Willie Pep in Minneapolis
The original caption on the back of this photo reads: “World Featherweight Champion Willie Pep had trouble finding a place to work yesterday. It rained at Nicollet park and it was lady’s reducing day at Potts’ gym so he sat around while his trainer inquired about other gyms. He wound it up at the YMCA and got the workout he needed. Henceforth, weather permitting he will box daily at Nicollet park for his fight with Jackie Graves next Thursday.”

“No kidding,” said the modest champion, “he hits like an ax. That’s what I told Lou (Viscusi, his manager) after the second round. I said, ‘I can’t let that guy hit me. He’ll knock my brains out.’ ”

Viscusi and trainer Bill Gore nodded in agreement. Viscusi then added, “Graves is much better than we thought. I’m sure he’ll lick any featherweight in the business.”

As for the Hormel Hammerer, his face was red as a Hormel ham. He was discouraged but not disappointed. “Now I know how a champion fights,” he mumbled out of puffed lips. “There is nobody tougher than Pep. I hope he gives me another chance in the future.”

All this time Jackie kept rubbing his injured left hand which caved in under the impact of the blow which staggered Pep in the second round. Manager Len Kelly looked at it and mumbled something about putting in a cast today after a doctor examines the injury which is above the first knuckle and extending over the thumb toward the wrist.

“He’ll probably have to rest until September,” said Kelly. “Maybe even until Stecher decides to run again in late September or early October.

The gate, largest in the history of boxing in Minneapolis, grossed $39,254.40. It netted $29,444.53. Pep’s 35 per cent was good for $10,305.58 while Graves’ 25 per cent equaled $7,362.13 Not bad pay for two kids, neither of whom is more than 23 years old.

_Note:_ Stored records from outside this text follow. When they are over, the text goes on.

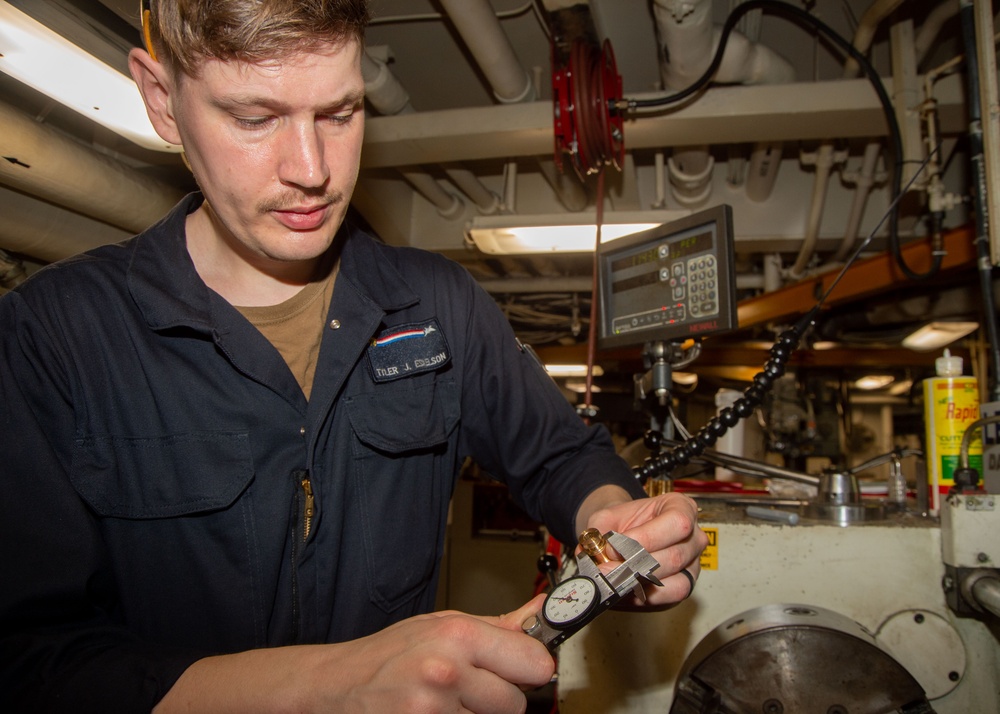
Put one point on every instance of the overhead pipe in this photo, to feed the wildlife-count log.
(931, 27)
(47, 232)
(863, 186)
(863, 37)
(689, 38)
(45, 163)
(388, 96)
(480, 30)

Graves started the fight with two strikes against him. First Pep, using a champions’ prerogative, took over Graves’ “lucky” dressing room, and that nettled Jackie. Then Pep jumped into the ring first and took Graves’ “lucky” corner. This so irked the Austin youngster he refused to get into the ring until Pep switched corners. But Pep, still standing on a champion’s right to choose his own corner, refused to budge and Jackie was forced to migrate into strange territory.

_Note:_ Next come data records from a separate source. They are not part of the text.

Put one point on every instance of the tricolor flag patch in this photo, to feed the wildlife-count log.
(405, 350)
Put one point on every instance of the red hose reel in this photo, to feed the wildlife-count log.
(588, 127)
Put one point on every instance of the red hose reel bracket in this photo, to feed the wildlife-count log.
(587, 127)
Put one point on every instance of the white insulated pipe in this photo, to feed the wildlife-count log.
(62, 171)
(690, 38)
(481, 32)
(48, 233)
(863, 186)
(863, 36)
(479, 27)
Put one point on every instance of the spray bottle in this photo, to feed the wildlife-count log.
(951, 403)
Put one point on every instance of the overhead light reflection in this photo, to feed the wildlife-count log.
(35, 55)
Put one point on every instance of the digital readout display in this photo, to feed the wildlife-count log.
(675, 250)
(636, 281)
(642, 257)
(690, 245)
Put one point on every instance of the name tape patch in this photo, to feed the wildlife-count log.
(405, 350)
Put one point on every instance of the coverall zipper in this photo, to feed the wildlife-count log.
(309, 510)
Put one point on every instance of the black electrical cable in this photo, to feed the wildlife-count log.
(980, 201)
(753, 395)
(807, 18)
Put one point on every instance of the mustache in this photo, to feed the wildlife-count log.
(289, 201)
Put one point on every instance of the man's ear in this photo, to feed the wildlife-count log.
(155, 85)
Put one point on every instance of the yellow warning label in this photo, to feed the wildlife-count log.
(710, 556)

Both Harford, Conn., writers here to cover the fight agreed that Graves was outclassed from the start but fought back gallantly and hit Pep as often and harder than any of Pep’s other 104 opponents.

Pep vs. Graves
Willie Pep, left, moved in on Jackie Graves, the “Hormel Hammerer,” in a bout at the Minneapolis Auditorium on July 25, 1946.

Their big thrill was when Graves rose from his knees to put Pep on his knees in the thrilling never-to-be-forgotten sixth round in which Graves went up and down like a hotel elevator during an American Legion convention.

One of the oldest fans at the fight was Dan Gainey’s 80-year-old father of Owatonna.

Was it tough to get tickets? As the hundreds of fans who milled outside the Auditorium until 10 p.m. refusing to give up the quest. Or ask Bernie Bierman, who spent all day Thursday trying to buy three tickets.

Jay Hormel, Jackie’s boss at the Hormel plant, had balcony seats. Among the “visiting press” was Mayor H.H. Humphrey.

Loneliest room in town after the fight was room 408 Dyckman hotel. That was the room Kelly had reserved for a “victory celebration.”

Pep was to leave today for Buffalo, N.Y., where he has a new car waiting for him – “either a Chrysler or Oldsmobile, whichever I want.”